30. Il faut regarder comme superstitieuses les institutions humaines relatives à l'érection et au culte des idoles ; soit qu'elles enseignent à honorer une créature quelconque comme la divinité, ou à consulter les démons, et à se lier avec ses esprits de ténèbres par des pactes et des conventions, telles que les opérations de la magie que l'on retrouve ordinairement dans les écrits des poètes, plutôt à titre de souvenirs que de doctrines. A cette catégorie appartiennent les livres des aruspices et des augures, remplis des plus vaines puérilités; ces ligatures et ces remèdes réprouvés par la science de la médecine , et qui consistent soit dans des enchantements et dans je ne sais quelles marques appelées caractères, soit dans des choses qui se suspendent, se lient ou s'ajustent de certaine manière, non pour le soulagement du corps, mais pour en former des symboles secrets ou apparents. Pour en voiler le caractère superstitieux et lui prêter une efficacité naturelle, ils donnent à ces choses le nom imposant de physiques.

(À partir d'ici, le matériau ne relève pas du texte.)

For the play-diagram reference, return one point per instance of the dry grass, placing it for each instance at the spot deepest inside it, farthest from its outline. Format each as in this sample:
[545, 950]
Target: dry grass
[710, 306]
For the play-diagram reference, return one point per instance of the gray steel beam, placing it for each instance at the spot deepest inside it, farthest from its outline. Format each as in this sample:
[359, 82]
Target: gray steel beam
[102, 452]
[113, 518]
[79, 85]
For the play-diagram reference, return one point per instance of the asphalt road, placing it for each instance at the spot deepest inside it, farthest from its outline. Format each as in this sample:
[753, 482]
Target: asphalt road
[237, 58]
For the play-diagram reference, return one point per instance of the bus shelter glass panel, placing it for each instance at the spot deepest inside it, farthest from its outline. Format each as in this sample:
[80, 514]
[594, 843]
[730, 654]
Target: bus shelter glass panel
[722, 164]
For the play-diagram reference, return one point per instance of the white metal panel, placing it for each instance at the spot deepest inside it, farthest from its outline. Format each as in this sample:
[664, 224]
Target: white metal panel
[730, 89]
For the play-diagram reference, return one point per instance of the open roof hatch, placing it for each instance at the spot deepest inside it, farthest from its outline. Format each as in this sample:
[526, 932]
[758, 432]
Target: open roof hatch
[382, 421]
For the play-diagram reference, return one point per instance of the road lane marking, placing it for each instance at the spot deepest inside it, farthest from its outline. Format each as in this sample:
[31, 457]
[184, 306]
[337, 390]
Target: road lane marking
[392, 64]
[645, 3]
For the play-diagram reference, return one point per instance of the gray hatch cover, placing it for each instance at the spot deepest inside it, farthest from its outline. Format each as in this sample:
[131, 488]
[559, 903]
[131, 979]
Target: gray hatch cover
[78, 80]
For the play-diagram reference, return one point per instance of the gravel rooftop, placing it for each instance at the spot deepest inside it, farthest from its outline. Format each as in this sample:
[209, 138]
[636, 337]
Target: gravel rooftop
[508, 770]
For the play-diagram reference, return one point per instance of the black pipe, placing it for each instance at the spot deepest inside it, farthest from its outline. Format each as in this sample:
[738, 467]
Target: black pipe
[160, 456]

Tels sont ces anneaux d'or suspendus aux oreilles, ces autres, faits d'os d'autruche, qui se mettent aux doigts, et la coutume, quand on a le hoquet, de se presser avec la main droite le pouce de la main gauche.
31. A ces extravagances viennent s'ajouter mille observations aussi vaines, quand un membre tressaille, quand une pierre; un chien ou un enfant se rencontrent entre deux amis qui se promènent ensemble. Encore vaut-il mieux les voir fouler aux pieds la pierre qu'ils regardent comme cause de la rupture de leur amitié, que frapper un enfant qui vient à passer au milieu d'eux. Mais ici les enfants trouvent quelquefois leurs vengeurs dans les chiens; s'il est des hommes assez superstitieux pour oser frapper un chien qui passe entre eux, ce n'est pas impunément, car souvent cet animal envoie à un véritable médecin celui qui cherchait un vain remède en le frappant. Et ces autres chimères : Ne point passer devant sa maison sans mettre le pied sur le seuil ; retourner à son lit, si on éternue en se chaussant ; rentrer chez soi, si l'on fait un faux pas en marchant ; si un vêtement est rongé par les souris, regretter moins le dommage que trembler dans l'appréhension du malheur qui doit arriver. A cette occasion Caton répondit fort plaisamment. Un homme le consultait sur ce que des -souris avaient rongé ses souliers : ce n'est pas là, lui dit-il, une merveille; il y en aurait une si les souliers avaient rongé les souris.